Event
M.S. Thesis Defense: Doheon Lee
Thursday, July 16, 2026
1:00 p.m.
AVW 1146
Emily Irwin
301 405 0680
eirwin@umd.edu
Announcement: M.S. Thesis Defense
Student Name: Doheon Lee
Committee:
Prof. Shuvra S. Bhattacharyya (Chair)
Dr. Heesung Kwon (Co-Chair)
Prof. Abhinav Shrivastava
Date/Time: July 16, 2026 / 1:00 PM – 3:00 PM
Location: AVW 1146 (ISR)
Title: TIDE: Transition-Informed Decomposition and Encoding for Composed Pose Retrieval
Abstract:
Location: AVW 1146 (ISR)
Title: TIDE: Transition-Informed Decomposition and Encoding for Composed Pose Retrieval
Abstract:
Composed pose retrieval aims to retrieve a target image from a gallery given a reference image and a natural language description of the desired pose transition.

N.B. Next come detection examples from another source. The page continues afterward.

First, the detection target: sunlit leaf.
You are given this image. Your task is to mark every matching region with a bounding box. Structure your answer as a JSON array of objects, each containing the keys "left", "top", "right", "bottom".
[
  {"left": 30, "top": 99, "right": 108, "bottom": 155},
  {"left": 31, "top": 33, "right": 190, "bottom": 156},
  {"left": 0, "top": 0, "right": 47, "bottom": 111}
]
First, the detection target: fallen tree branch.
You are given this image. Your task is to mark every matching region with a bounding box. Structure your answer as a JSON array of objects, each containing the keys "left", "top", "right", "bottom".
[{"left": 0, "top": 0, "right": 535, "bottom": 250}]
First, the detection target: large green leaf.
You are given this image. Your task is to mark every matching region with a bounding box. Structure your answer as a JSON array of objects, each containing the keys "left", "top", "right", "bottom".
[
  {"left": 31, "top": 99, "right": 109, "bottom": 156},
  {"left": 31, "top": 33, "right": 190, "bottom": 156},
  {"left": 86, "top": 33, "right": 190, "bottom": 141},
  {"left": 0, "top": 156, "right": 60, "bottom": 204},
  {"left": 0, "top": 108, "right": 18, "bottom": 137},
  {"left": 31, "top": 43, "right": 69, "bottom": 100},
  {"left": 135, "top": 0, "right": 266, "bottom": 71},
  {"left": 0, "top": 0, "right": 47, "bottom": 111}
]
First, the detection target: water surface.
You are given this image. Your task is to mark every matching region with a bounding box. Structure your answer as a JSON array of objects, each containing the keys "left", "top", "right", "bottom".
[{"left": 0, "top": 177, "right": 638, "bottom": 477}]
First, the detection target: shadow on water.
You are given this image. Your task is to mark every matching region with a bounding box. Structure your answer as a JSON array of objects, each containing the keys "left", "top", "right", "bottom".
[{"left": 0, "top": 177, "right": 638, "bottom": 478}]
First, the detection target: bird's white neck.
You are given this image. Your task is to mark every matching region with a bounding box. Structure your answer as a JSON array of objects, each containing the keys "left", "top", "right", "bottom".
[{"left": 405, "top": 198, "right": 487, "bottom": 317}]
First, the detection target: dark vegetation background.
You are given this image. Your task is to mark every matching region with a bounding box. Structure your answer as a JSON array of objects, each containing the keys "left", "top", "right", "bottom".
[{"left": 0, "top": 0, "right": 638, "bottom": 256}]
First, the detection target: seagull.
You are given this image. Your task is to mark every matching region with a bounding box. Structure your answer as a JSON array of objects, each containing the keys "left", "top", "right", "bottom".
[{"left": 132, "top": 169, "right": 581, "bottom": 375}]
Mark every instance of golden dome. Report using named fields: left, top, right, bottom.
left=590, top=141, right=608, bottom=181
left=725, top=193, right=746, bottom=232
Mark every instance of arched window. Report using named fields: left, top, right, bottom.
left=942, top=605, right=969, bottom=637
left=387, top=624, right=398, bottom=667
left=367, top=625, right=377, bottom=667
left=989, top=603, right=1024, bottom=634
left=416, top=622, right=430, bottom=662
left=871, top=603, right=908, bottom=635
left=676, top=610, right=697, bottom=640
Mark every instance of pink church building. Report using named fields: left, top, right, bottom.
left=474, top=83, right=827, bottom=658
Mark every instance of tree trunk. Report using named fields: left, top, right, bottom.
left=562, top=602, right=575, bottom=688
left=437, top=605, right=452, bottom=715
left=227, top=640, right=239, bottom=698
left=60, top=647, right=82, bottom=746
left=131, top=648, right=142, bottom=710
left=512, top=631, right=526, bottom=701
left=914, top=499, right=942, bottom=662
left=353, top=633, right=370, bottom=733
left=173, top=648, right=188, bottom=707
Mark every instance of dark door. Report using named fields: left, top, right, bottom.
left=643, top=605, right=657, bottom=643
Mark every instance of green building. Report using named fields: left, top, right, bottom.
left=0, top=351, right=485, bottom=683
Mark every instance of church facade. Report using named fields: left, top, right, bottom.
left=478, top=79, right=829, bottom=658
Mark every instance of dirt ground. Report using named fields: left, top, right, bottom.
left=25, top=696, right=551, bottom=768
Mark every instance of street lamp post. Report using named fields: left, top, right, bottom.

Unlike standard image retrieval, this task is inherently relational: the correct target is not the image that is globally most similar to the reference, but the one that best realizes the specified change from it. Existing approaches typically encode the reference and candidate images with holistic visual features, fuse the transition description at a late stage, and rank candidates using simple embedding similarity. This formulation underuses the transition description, since the text should determine not only how the reference is modified, but also which evidence in each candidate image is relevant for comparison. In this paper, we propose TIDE: Transition-Informed Decomposition and Encoding, a framework that uses the transition description to adaptively decompose both reference and candidate images into changed and invariant representations. This allows the same candidate image to be interpreted differently depending on the requested pose transition, focusing the model on the body parts that matter while preserving contextual pose information that should remain stable. We further introduce CARS: Change-Aware Relational Scorer, a learned matching module that estimates retrieval compatibility through structured interactions between changed and invariant components, replacing fixed cosine similarity with adaptive relational scoring. Across CPR benchmark datasets, TIDE consistently outperforms existing baselines, demonstrating that transition informed decomposition and change aware relational scoring provide a stronger foundation for retrieving human poses according to language specified transformations.